The Hausberg is the third of the three retail outlets operated by the ELR. It is seasonal, as one might have guessed. It has been my task this past week to get everything into that building that needs to be there to open our ski shop as well as the retail sales end. I've brought over everything from skis to beer. I am happy to say though that we look to be on track for our soft opening next week.
The town has a special feel to it the last few weeks. I couldn't place what it was exactly for a time, but I think I've nailed it. It's the calm before the storm. At the hotel everyone is preparing for the coming winter/ holiday season. Around town at retail outlets, they are doing the same. This part I understand and is old hat for anyone that has grown up in a Westernized country. What has been different for me is the old fashioned practices going on around town.

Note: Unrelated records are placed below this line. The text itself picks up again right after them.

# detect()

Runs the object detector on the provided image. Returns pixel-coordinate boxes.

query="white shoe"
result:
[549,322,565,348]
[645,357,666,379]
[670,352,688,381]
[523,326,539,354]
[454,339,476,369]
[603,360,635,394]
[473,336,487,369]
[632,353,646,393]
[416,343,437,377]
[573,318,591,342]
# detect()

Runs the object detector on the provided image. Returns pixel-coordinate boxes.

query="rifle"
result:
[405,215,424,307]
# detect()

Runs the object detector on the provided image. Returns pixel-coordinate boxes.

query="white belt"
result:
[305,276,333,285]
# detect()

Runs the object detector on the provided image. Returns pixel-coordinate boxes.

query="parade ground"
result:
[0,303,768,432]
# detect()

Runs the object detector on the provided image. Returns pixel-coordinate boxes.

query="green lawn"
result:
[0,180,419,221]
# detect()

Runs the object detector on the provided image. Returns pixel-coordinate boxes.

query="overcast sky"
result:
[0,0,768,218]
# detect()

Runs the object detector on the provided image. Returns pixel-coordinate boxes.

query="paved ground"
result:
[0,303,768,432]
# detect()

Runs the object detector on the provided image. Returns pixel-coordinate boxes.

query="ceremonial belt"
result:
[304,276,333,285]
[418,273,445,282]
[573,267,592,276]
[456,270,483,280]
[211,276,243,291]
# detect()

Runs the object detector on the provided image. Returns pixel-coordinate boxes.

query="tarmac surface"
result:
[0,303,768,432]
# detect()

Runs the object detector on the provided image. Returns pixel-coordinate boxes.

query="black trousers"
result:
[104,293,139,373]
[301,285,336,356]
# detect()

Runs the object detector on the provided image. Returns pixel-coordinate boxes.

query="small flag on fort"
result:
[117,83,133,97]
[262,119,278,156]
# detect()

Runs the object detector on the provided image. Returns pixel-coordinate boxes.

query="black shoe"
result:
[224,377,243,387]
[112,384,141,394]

On the was to work in the morning, I have been able to hear very regular if not somewhat strange noises. I wasn't quite sure what it was until they were accompanied with a smell, and then it hit me what it was. People here are stockpiling firewood for the winter. It seems a bit odd to me that in Germany, people still relied on wood for heat, but I suppose it makes as much sense as anything. And when I say stock piling, I mean exactly that. They painstakingly pile precisely cut pieces of wood in perfectly even stacks. These things are all over town, and I suppose I had taken them for granted, as part of the landscape of a tourist town. There are farming families here that have been here for what seems like forever. What I would give to have dinner with one of them and just get an hour or two of local family history out of them. There is so much corporate farming back home, and elsewhere in the world, it is bizarre and yet very settling to be in a place that is so locally oriented.